Victoria Young assesses the approach to implementation of ring-fencing rules
Though the deadline for full implementation is over two years off, the looming threat of so-called ring-fencing reforms is already having a major impact on UK banking groups and their legal teams.
Under rules overseen by the Bank of England, banks with core deposits greater than £25bn will from 2019 need to separate their retail banking function from the rest of their group. The post-Lehman shake-up aims to protect consumers from riskier parts of banks’ businesses, such as their investment arms, and in theory make it easier to contain banking failures.
The reforms impact Barclays, HSBC, Lloyds Banking Group and The Royal Bank of Scotland (RBS), while Santander UK, The Co-operative Bank and TSB Bank are others looking carefully at how the regulation applies to them. The Treasury’s estimate is that ring-fencing will cost the banks £2.5bn to set up and considerable additional running costs.
The importance of this reform was highlighted in March, when it was revealed Lloyds has appointed a head of legal for ring-fencing, Frances McLeman, as the bank asked its panel firms to pitch to advise on the project.
The major banks have engaged a range of advisers from the Magic Circle, as well as City and national firms. HSBC has already instructed Allen & Overy and Norton Rose Fulbright (NRF), while Slaughter and May is acting for Barclays. Linklaters is advising both Lloyds and RBS on the matter. Herbert Smith Freehills (HSF) is working with TSB-owner Banco de Sabadell, which did not submit a ring-fencing plan to the Prudential Regulation Authority as it is currently too small. Santander has also instructed Slaughter and May.
There are also roles up for grabs in what NRF partner Jonathan Herbst describes as the ‘three spot’ – the third-party advisers that will help ensure the transaction gets court approval – and the trustees for banks’ pension schemes will need advisers.
He adds: ‘In theory you could have the individual directors of the bank wanting separate legal advisers, because this links to the Senior Managers Regime [new rules to increase accountability of finance executives] and the issue is how many advisers the banks need.’
While ring-fencing is throwing up a lot of mandates, Herbst says the legislation is now relatively established, so the challenge for teams will be more around logistics and project management.
‘None of it is rocket science or particularly surprising – there’s nothing new. Everything has been set out in the legislation. The challenge is working through it practically.’

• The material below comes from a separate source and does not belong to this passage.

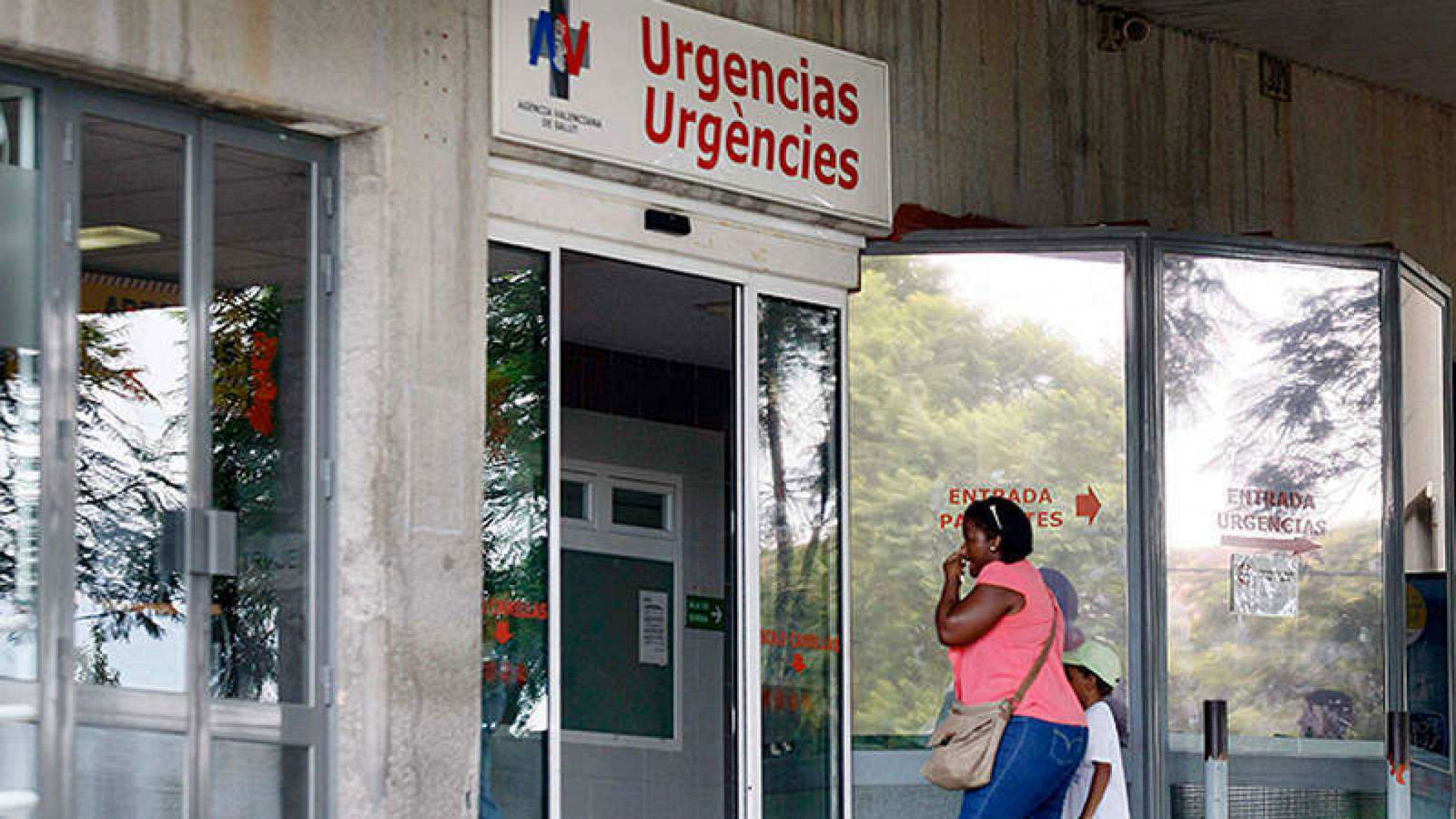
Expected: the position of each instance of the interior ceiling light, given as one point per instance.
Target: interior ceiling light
(113, 237)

Pinsent Masons banking partner Tony Anderson takes a similar view, telling Legal Business the difficulty is now the scale of the ring-fencing project and the method of implementation applied, given that banks are already burdened with high legal and regulatory costs.
‘The “throw bodies at it” approach to legal work is no longer viable from either a cost or a risk management perspective… There won’t be any blank cheques for private practice.’
Tony Anderson, Pinsent Masons
‘The regulatory issues have been explored for a number of years now, but with 2019 approaching, the focus is shifting to the implementation of the required changes,’ he says.
While the blueprint to shake up the banks will vary hugely between institutions, Anderson points out there is a wider regulatory agenda at both UK and European level, which banks are trying to comply with, and interdependent regulatory regimes make the task a ‘tall order’.
‘It’s in this kind of an environment where project management skills will come to the fore, for general counsel, their in-house team and external resource with viable software solutions. Currently, project management and resourcing are the popular buzzwords with external advisers, so banks will need to make sure they have conducted their own careful diligence on who can deliver implementation effectively. They can’t afford to have the wrong solutions for this project.’
Anderson suggests there will be more automation of repeat processes and diligence, and more reliance on freelance legal professionals and other resource to keep costs under control.
He adds: ‘The “throw bodies at it” approach to legal work is no longer viable from either a cost or a risk management perspective… There won’t be any blank cheques for private practice.’
HSF partner Nick Bradbury says the reforms are a ‘gift’ to law firms, and it makes sense for banks to use different firms to ensure cost efficiencies.
‘On the main roles there are huge amounts of heavy-lifting, like giving due diligence. It makes sense to use a regional firm or a law firm with a cheaper charging scheme for more commoditised work.’
For Bradbury, the challenge is that the way the regulation bites is disproportionate for smaller banks.
‘It would be an incomplete picture to say it is only about the big banks splitting up from their investment banking arms, because for other banks there is quite a disproportionate impact on them and it wasn’t what the rules were meant to achieve. It is hard to work out for them what the implications are.’